Returning the favour, China is accused by the EU of setting up all sorts of trade and non-trade barriers to the entry of foreign firms in China. Aside from the ballooning bilateral deficit between the EU and China, concern is being raised over foreign takeovers of Chinese firms being disallowed in several instances including some mentioned below. The EU argues that while its firms are relatively open to Chinese investment, the converse does not hold true:
A senior Chinese official criticised the EU on Tuesday for resorting to protectionism to keep competitive imports from China out of Europe, as European business representatives working in China gave warning of rising economic nationalism. Cheng Yongru, a senior official at the Chinese ministry of commerce, attacked the European Union for its use of “anti-dumping” duties – taxes levied on imports it deems to be priced unfairly low.
The use of anti-dumping duties by the EU and some other large trading partners, such as the US, has been rising over the past year, though still remains low by historical standards. “The trend of trade protectionism in the European Union is very strong. EU companies should adjust their mindsets to adapt to the globalisation trend,” said Mr Cheng.
In a report released by the European Union Chamber of Commerce in China, European companies said they remained “generally optimistic” about their businesses in the country, but complained of a lack of market access, poor transparency and inadequate protection of intellectual property rights.
“Economic nationalism basically shows up in protectionism in China,” said Joerg Wuttke, president of the European Chamber. He said that in China, European and other foreign companies were often excluded from government procurement contracts and that major acquisitions by foreign businesses were “very difficult”, despite the ease with which Chinese companies were able to acquire companies in Europe. He highlighted the steel and automobiles sectors as examples.
The European Chamber is closely following Coca-Cola’s $2.4bn (€1.7bn, £1.35bn) bid to buy Huiyuan, China’s biggest juice manufacturer. If the deal – which was announced last week – receives government approval, it will be the biggest foreign takeover.

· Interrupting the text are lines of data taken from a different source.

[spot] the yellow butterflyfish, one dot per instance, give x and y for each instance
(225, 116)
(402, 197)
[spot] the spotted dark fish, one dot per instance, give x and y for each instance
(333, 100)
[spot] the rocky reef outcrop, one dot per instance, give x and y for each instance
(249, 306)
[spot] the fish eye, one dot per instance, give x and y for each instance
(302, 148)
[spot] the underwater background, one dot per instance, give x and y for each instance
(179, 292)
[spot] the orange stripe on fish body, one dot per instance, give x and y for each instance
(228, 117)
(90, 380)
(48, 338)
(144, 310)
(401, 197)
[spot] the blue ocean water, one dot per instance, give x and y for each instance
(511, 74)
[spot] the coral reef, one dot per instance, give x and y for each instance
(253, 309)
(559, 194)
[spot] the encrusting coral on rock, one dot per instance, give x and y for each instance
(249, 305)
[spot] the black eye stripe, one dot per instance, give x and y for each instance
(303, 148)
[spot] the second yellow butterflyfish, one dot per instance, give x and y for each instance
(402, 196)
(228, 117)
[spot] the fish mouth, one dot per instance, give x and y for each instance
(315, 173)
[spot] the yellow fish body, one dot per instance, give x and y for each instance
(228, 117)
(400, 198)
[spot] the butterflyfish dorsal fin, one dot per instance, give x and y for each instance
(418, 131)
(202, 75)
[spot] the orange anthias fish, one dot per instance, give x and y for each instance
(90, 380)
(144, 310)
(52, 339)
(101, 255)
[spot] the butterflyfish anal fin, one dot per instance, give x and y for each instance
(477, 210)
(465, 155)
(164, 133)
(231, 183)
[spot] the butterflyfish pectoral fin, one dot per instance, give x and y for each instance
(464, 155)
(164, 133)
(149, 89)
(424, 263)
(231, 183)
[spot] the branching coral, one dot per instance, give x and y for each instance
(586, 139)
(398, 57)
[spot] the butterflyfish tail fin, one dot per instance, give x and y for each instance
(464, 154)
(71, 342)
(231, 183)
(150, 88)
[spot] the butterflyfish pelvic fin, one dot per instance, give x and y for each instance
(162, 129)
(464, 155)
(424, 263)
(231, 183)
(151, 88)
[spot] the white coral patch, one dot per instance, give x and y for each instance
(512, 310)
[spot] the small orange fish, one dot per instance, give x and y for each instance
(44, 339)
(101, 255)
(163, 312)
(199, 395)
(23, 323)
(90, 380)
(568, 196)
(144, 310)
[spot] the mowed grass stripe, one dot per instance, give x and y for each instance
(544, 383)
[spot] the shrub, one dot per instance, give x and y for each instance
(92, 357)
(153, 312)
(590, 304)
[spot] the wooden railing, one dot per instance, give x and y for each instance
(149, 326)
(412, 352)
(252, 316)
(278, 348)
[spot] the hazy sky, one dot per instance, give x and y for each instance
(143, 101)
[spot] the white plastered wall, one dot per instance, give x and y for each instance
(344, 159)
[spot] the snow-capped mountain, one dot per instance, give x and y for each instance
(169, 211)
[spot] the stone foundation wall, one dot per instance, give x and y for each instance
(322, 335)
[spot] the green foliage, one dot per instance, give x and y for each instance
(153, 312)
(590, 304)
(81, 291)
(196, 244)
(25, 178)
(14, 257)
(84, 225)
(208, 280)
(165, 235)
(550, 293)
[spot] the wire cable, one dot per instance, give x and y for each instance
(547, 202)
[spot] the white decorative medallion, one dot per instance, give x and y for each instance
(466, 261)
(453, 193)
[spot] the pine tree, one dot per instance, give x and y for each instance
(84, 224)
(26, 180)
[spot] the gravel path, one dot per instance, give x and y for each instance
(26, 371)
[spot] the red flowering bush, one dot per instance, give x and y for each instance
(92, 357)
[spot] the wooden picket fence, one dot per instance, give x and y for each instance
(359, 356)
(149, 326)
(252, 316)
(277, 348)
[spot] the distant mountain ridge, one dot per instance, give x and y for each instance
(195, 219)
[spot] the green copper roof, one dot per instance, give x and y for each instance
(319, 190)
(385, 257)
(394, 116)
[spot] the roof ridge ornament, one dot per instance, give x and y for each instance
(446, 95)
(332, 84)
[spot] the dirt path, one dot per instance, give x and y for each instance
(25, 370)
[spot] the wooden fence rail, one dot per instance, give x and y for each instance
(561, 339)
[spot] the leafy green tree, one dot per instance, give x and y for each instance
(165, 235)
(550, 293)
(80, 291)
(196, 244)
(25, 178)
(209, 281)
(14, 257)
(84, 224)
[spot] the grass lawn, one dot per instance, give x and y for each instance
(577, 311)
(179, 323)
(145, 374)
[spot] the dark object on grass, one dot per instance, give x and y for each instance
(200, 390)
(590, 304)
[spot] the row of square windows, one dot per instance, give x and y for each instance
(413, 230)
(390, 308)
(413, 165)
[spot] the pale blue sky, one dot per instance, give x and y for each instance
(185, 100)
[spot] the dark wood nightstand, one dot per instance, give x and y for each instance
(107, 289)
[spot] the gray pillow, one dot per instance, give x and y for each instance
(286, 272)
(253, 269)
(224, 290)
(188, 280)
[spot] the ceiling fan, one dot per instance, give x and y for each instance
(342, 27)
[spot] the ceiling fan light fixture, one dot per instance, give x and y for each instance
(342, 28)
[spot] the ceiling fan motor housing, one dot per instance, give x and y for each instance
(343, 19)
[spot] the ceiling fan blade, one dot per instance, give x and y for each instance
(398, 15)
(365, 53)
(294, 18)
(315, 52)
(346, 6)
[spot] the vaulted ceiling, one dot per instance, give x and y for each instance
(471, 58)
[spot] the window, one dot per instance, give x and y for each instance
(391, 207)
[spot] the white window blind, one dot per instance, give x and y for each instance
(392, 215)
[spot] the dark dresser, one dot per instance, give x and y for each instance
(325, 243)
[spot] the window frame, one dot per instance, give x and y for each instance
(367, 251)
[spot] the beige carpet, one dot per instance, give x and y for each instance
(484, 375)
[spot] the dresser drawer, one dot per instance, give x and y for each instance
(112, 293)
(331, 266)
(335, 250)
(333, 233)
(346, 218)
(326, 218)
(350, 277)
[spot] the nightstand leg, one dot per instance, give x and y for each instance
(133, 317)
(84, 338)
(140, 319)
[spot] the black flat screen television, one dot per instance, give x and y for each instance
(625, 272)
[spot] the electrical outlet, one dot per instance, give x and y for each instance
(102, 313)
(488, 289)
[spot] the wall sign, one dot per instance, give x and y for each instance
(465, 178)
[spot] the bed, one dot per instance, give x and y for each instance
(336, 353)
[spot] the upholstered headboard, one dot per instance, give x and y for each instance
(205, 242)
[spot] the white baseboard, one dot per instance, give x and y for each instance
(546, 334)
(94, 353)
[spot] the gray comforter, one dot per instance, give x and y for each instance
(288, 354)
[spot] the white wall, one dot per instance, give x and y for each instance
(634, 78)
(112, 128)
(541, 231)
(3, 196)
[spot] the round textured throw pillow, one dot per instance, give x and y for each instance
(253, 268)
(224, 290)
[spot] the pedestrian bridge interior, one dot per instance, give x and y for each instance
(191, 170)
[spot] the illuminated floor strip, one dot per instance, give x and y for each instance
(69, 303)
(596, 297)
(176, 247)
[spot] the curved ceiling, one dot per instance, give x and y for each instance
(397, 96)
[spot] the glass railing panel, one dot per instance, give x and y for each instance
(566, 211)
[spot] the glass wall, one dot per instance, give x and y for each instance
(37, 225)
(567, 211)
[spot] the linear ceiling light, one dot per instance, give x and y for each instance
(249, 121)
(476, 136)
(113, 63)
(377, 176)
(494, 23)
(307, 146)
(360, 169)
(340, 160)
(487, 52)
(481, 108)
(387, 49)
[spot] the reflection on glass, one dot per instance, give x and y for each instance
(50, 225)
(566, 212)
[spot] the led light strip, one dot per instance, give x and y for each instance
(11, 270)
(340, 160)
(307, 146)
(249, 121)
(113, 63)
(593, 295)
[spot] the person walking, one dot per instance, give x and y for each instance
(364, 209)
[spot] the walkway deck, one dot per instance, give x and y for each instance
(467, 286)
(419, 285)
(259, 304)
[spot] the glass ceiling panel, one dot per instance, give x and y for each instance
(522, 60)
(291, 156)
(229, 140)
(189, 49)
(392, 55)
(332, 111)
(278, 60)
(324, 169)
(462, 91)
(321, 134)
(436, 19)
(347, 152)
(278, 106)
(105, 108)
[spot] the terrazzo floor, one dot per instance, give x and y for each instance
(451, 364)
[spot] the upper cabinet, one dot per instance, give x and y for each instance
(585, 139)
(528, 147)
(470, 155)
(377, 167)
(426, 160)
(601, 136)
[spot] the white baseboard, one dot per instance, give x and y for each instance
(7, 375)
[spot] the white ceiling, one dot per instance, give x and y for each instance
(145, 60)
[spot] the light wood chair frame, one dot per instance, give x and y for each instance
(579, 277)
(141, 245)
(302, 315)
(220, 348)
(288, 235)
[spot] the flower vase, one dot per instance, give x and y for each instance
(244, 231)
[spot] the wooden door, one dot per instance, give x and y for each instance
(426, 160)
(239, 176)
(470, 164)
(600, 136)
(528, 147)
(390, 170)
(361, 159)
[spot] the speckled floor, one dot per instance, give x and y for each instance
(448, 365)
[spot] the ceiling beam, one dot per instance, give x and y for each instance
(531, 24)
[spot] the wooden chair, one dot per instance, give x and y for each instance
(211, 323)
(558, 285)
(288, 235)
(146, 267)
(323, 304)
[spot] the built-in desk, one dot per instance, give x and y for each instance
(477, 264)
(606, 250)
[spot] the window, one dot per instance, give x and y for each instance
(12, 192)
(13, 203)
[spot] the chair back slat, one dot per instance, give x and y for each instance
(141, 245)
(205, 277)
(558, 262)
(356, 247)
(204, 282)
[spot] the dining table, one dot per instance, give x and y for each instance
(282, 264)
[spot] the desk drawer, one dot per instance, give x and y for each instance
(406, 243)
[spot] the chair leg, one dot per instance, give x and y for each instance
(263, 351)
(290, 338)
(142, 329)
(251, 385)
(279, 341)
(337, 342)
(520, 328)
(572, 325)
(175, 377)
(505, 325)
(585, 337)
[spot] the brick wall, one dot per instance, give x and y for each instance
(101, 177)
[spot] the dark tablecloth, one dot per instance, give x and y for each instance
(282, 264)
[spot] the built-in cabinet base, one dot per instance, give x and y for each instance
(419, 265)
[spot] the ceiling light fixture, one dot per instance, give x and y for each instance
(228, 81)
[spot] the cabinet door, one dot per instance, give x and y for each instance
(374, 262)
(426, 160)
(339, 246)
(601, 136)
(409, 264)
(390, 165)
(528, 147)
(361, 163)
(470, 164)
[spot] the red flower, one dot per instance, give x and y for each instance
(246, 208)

The bid has stirred up strong nationalist sentiment among Chinese internet discussion group users, who warn of foreign domination and accuse Huiyuan’s owners of being “country-selling thieves”.
Huiyuan’s chairman said he would be happy whatever the outcome because if the deal were rejected by the government it would show how valuable the company was to the nation and many more Chinese would drink its products for patriotic reasons.
The European Chamber’s report estimated non-tariff barriers erected by the Chinese government cost EU operators €21.4bn ($30.2bn, £17.1bn) in 2006 in lost business opportunities and pointed to a growing perception in Europe that China did not always trade fairly. European exports to China grew 12 per cent last year to €72bn, but China’s exports to Europe rose 18 per cent to hit €230bn, accounting for 20 per cent of all Chinese exports.
● The failed foreign takeovers [two cases]
Carlyle Group, the US private equity firm, admitted defeat in July after three years of political opposition to its bid to buy China’s biggest construction machinery company. In 2005, Carlyle agreed to buy an 85 per cent stake in Xugong Group Construction Machinery for $375m. However, the government’s refusal to approve the deal turned it into China’s longest-running cross-border corporate saga.
Nationalist rhetoric has also been a key factor in a heated legal battle between Danone, the French food group, and Wahaha, its Chinese joint venture partner. The Chinese founder of Wahaha has framed himself as a patriot defending his nation’s honour from rapacious foreign invaders. [Those damn gweilo!] Danone accuses him of setting up copycat operations outside its joint ventures to sell competing Wahaha-branded products.